Uzayın kendisini yırtar gibi görünen doğrudan bir yumruk attı. Diktatör bir adamın vücuduna indi ve kan kustu. Tüm varlığı uçurulurken vücudu bir karides gibi büküldü.
Wang Baole durmadı. Sağ ayağını kaldırdı ve süpürdü. İki gümbürtüyle, diğer iki güçlü adam, doğrudan bir tekme almaktan baygın bir şekilde yere inmeden önce ağız dolusu kan kustu.
İşte o an diğer adamlar yaklaşmıştı ama Wang Baole çok hızlıydı. Arkasını dönerek, bir kişinin bileğini tuttu ve başka bir kişiyi kasıklarına acımasızca tekmelemek için sağ ayağını kaldırmadan önce temiz bir şekilde büktü.
Wang Baole ileri doğru yürürken, on güçlü adamdan hiçbiri birkaç saniyeden fazla dayanmayı başaramadı. Kalabalığın şokunun ortasında, durmadan acı içinde inleyerek yere yığıldılar.
Nabız Zenginleştirme alemi elderinin gözlerinde soğuk bir parıltı parladı. Wang Baole’nin arkasını döndüğü anda ileri atıldı. Sağ elini kaldırdı, bu da bir kaplan kükremesi üretti. Hatta yaşlı adamın etrafında vahşi bir siyah kaplan belirmiş gibi görünüyordu.
Ama elder yaklaştığı anda, Wang Baole’nin yiyip bitiren tohumu, vücudu yana doğru olmasına rağmen anında harekete geçti. Çarpıcı bir emiş kuvveti hemen çevreyi etkiledi ve görünmez bir girdap oluşturdu. Vücudu istemsizce yön değiştirirken ihtiyarın ifadesi değişti. O zamana kadar, Wang Baole çoktan arkasını dönmüştü, sağ elini elderin bileğini tutmak için kaldırdı.

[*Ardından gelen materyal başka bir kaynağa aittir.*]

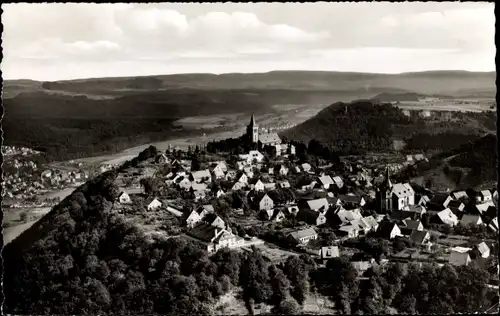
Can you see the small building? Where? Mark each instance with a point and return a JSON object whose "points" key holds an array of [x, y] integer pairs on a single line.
{"points": [[303, 236], [284, 184], [459, 258], [420, 237], [481, 250], [266, 203], [306, 167], [153, 204], [339, 183], [447, 217], [352, 201], [201, 176], [329, 252], [388, 230], [349, 231], [484, 196], [124, 198], [318, 205], [326, 182], [468, 219], [311, 217]]}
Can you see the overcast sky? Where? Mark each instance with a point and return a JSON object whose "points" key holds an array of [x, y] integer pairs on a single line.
{"points": [[66, 41]]}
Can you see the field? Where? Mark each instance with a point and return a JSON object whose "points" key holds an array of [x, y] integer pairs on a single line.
{"points": [[12, 219]]}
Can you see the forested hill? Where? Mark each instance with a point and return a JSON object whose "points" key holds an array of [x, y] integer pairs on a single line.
{"points": [[474, 164], [348, 128]]}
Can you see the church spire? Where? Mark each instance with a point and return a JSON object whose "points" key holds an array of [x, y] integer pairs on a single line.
{"points": [[387, 181], [252, 120]]}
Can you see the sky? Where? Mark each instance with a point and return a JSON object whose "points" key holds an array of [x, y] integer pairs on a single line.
{"points": [[59, 41]]}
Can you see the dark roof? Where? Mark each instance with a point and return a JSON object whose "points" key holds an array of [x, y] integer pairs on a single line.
{"points": [[385, 228], [418, 236], [350, 198], [439, 198]]}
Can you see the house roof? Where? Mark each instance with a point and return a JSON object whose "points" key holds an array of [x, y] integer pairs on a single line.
{"points": [[199, 187], [303, 233], [459, 258], [205, 232], [439, 198], [411, 224], [385, 228], [306, 166], [337, 180], [470, 219], [350, 198], [330, 252], [326, 180], [483, 247], [308, 215], [455, 204], [348, 216], [317, 203], [402, 190], [447, 216], [418, 236], [485, 193], [269, 138]]}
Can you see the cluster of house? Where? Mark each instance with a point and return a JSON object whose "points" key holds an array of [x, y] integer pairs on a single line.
{"points": [[344, 212], [13, 150]]}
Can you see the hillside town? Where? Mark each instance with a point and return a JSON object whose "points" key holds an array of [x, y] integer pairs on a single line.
{"points": [[285, 207], [25, 179]]}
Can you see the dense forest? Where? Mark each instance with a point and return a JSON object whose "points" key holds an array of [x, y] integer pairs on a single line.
{"points": [[82, 258], [351, 128], [361, 127]]}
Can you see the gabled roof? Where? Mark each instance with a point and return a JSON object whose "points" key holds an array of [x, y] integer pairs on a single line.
{"points": [[459, 258], [402, 190], [483, 248], [269, 138], [329, 252], [411, 224], [326, 180], [471, 219], [350, 198], [418, 236], [439, 198], [303, 233], [317, 203], [205, 232], [447, 217]]}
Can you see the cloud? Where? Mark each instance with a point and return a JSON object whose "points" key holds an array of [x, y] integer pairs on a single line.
{"points": [[245, 36]]}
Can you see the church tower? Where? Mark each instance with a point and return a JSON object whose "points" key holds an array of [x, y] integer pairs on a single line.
{"points": [[253, 130], [384, 194]]}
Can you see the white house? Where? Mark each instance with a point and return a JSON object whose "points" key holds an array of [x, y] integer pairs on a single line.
{"points": [[218, 172], [283, 170], [306, 167], [326, 182], [266, 203], [484, 196], [446, 216], [201, 176], [259, 186], [153, 204], [124, 198]]}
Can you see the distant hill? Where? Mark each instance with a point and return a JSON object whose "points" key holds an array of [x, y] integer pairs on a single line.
{"points": [[348, 128], [392, 97], [432, 82], [471, 165], [363, 126]]}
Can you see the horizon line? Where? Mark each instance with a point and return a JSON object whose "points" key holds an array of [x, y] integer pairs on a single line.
{"points": [[250, 73]]}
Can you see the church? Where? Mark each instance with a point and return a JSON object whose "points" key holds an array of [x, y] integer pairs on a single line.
{"points": [[262, 139], [394, 197]]}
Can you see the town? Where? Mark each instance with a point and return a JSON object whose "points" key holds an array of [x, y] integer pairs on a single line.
{"points": [[267, 198]]}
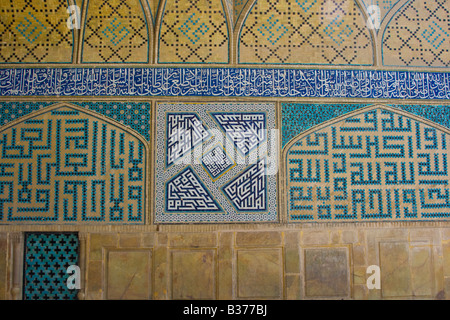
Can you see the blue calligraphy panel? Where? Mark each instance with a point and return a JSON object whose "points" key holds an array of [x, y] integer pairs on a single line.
{"points": [[378, 164], [64, 165]]}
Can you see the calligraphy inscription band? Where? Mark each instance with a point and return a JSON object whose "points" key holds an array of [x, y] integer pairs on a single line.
{"points": [[225, 82]]}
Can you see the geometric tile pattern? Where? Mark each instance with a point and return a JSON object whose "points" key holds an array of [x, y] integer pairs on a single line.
{"points": [[216, 162], [245, 130], [305, 32], [184, 132], [34, 32], [247, 191], [419, 35], [186, 192], [376, 165], [64, 165], [153, 5], [193, 32], [385, 6], [47, 257], [298, 117], [115, 31], [225, 82], [213, 182], [133, 115]]}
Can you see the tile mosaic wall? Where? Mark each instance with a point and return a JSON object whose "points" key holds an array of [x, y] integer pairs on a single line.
{"points": [[418, 35], [115, 31], [225, 82], [219, 163], [330, 32], [47, 257], [376, 164], [194, 31], [305, 32], [35, 32], [298, 117]]}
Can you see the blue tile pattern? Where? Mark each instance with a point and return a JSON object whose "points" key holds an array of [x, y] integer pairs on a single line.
{"points": [[378, 165], [238, 187], [131, 114], [224, 82], [47, 257]]}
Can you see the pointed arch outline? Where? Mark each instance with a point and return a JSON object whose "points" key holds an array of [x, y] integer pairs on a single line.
{"points": [[147, 218]]}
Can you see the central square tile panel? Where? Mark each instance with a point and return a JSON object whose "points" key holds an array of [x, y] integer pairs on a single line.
{"points": [[216, 163]]}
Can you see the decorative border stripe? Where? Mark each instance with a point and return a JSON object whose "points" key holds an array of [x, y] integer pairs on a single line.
{"points": [[225, 82]]}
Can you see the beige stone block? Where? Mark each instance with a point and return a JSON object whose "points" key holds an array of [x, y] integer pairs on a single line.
{"points": [[94, 279], [327, 272], [162, 239], [293, 287], [129, 240], [428, 234], [128, 275], [395, 269], [259, 273], [264, 238], [98, 241], [292, 252], [292, 260], [160, 274], [315, 237], [193, 240], [148, 240], [226, 239], [446, 254], [193, 274], [446, 294], [361, 236], [445, 233], [225, 271], [422, 271], [359, 275], [335, 236], [3, 263]]}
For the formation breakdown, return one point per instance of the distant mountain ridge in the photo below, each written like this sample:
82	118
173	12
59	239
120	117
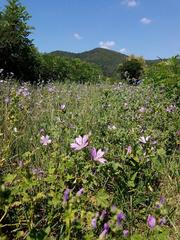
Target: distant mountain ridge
107	60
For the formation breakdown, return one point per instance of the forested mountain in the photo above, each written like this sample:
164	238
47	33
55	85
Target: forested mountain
107	59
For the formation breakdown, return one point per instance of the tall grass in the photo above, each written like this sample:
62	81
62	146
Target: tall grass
35	203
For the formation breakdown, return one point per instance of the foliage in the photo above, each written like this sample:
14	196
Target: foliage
18	54
106	59
165	74
132	68
56	68
50	191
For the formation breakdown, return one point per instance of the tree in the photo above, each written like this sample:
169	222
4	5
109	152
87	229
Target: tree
18	54
132	68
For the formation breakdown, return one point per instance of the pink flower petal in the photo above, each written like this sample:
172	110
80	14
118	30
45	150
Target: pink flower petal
79	140
101	160
85	139
100	153
93	153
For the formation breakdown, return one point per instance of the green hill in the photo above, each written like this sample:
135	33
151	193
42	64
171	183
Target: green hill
107	59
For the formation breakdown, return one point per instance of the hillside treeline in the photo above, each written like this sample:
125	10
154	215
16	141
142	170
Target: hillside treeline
19	56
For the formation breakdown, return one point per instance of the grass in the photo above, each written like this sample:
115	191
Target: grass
34	177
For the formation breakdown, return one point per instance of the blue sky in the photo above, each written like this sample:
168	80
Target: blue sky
149	28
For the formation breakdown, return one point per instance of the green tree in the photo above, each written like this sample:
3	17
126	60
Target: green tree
131	68
18	54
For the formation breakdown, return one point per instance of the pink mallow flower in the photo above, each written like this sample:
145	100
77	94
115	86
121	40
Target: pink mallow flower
151	221
80	143
171	108
98	155
45	140
63	107
142	110
129	150
144	139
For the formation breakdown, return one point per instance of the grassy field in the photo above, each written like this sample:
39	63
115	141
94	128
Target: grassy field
88	162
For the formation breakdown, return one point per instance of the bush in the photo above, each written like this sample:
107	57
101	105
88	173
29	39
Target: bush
131	68
57	68
18	54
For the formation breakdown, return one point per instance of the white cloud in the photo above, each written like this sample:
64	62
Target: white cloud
145	20
107	44
130	3
77	36
123	50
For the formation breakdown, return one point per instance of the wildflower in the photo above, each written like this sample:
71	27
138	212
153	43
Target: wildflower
80	143
142	110
98	155
162	200
66	195
15	129
151	221
120	217
7	100
178	133
37	171
63	107
24	91
80	192
171	108
113	209
45	140
51	89
103	214
144	139
94	223
20	163
104	232
125	233
129	150
111	127
162	221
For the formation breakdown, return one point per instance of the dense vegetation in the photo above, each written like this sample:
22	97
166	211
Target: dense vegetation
53	189
19	56
81	158
106	59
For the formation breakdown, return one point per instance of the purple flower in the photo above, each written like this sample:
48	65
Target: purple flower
24	91
142	109
37	171
162	200
104	232
103	214
45	140
66	195
120	217
98	155
80	143
151	221
62	107
94	223
51	89
113	209
171	108
144	139
125	233
178	133
129	150
162	221
7	100
80	192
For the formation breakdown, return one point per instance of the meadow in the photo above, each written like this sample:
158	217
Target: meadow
88	161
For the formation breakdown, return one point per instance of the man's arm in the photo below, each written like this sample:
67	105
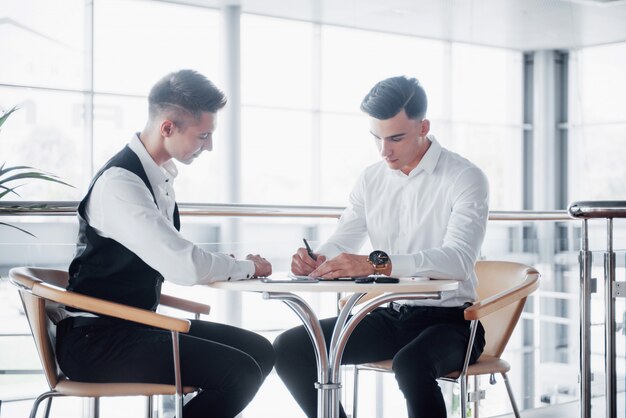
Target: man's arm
122	208
349	236
454	259
464	236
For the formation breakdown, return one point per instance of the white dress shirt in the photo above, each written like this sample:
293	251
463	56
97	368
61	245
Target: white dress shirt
431	222
122	208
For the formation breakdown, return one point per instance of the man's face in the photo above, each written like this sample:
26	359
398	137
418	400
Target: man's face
196	135
401	141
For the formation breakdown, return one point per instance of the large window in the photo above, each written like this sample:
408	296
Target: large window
598	123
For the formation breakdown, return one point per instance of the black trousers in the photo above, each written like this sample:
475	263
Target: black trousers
424	342
227	363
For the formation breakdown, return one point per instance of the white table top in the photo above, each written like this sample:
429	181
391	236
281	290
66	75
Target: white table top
408	285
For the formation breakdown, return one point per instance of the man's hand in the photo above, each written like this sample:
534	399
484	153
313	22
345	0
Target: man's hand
302	264
344	265
262	267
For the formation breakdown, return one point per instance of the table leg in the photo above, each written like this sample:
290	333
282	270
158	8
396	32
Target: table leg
329	361
314	329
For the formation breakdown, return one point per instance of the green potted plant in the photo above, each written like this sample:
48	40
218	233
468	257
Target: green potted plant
10	176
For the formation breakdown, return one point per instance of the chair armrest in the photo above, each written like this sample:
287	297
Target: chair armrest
503	299
105	307
185	305
370	295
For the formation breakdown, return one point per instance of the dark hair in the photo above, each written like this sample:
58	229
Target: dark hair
185	91
388	97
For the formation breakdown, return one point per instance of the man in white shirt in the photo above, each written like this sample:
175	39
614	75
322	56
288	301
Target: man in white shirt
425	210
129	242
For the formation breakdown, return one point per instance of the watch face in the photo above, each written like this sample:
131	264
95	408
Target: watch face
379	258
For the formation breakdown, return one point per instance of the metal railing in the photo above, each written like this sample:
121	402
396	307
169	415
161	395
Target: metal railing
68	208
608	210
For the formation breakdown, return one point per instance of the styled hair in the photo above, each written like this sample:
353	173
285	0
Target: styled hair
388	97
183	93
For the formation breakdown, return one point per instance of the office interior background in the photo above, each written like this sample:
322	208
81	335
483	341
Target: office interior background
532	91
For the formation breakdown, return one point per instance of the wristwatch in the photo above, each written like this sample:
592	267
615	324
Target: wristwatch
379	260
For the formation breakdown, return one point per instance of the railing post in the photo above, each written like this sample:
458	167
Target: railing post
584	260
598	210
609	323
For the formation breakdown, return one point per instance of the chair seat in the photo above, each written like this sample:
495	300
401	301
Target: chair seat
96	390
486	364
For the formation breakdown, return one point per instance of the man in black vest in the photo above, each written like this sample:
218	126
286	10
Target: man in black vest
129	242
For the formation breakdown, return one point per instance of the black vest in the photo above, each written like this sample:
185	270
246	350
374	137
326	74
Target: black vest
104	268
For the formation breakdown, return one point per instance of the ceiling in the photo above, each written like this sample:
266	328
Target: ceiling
515	24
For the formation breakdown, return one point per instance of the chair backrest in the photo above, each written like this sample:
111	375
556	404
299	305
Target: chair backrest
36	308
495	277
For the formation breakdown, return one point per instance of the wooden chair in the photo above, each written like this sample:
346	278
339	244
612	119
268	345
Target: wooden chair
502	291
41	290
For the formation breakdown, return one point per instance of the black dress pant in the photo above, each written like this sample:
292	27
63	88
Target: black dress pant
425	343
227	363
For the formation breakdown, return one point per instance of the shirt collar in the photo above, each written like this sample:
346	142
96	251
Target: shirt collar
428	162
156	175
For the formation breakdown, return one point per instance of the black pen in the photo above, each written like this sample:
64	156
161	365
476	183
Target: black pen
309	250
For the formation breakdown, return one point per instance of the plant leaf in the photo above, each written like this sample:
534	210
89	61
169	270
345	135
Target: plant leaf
8	190
18	228
6	115
37	174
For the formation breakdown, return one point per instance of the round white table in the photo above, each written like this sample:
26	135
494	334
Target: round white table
329	361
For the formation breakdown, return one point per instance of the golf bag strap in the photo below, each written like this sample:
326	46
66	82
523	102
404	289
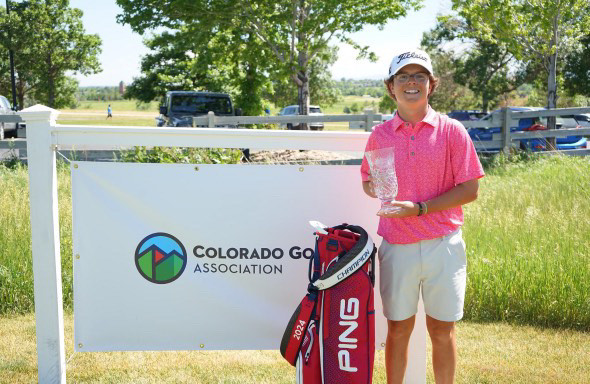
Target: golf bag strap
350	262
295	331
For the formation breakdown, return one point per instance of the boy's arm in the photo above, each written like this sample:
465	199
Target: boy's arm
460	194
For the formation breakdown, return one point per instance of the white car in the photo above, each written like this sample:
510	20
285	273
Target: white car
292	110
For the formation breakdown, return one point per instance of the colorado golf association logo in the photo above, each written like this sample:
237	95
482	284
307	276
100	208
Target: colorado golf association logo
160	258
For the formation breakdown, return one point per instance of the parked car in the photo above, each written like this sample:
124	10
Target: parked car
293	110
180	107
583	120
466	114
7	129
481	135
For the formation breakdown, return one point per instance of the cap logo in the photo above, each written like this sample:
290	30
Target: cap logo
410	55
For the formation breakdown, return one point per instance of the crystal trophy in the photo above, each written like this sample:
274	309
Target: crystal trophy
382	165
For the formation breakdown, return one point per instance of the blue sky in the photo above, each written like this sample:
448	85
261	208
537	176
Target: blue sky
122	49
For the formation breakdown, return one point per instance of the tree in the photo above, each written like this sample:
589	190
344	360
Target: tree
230	63
48	40
292	32
322	88
544	30
577	70
449	94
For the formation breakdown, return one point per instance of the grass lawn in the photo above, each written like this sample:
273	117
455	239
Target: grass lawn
488	353
126	113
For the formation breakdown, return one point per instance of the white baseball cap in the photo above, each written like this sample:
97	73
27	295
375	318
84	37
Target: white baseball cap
412	56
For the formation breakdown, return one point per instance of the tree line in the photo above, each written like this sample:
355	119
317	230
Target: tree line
281	52
48	40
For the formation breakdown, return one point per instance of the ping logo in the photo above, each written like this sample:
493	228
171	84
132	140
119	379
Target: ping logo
160	258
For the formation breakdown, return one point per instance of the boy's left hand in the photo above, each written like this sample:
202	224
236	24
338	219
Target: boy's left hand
405	209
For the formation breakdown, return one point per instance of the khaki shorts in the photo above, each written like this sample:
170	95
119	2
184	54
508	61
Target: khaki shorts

Bir çatırtı ile ihtiyarın bileği aniden kırıldı ve acı içinde haykırdı. Wang Baole aşırı güç kullanarak ihtiyarın kasıklarına tekme attı. Bir patlama ile yaşlı bir ağız dolusu kan kustu. Yere inmeden önce kıvranarak uçurulurken kasıkları bile kanadı.
Bu sahne izleyenlerin nefeslerini tutmasına neden oldu. Şok oldular, kaskatı kesildiler. Wang Baole, elder ile olan savaşında son derece hızlıydı. Aynı zamanda çok açık sözlü ve son derece acımasızdı. Yardım edemediler ama şaşkına döndüler.
Üç öğrenci de gözlerini açtı. Parmağı kırılan Zhang Lan’a gelince, yüzü solgundu. Geriye doğru sürünürken gözleri dehşetle doluydu. Ancak, Wang Baole bir adımda yanında belirdi. Gencin bükülmüş parmağına bastı ve genç bağırırken, Wang Baole hafifçe “Özür dile!” dedi.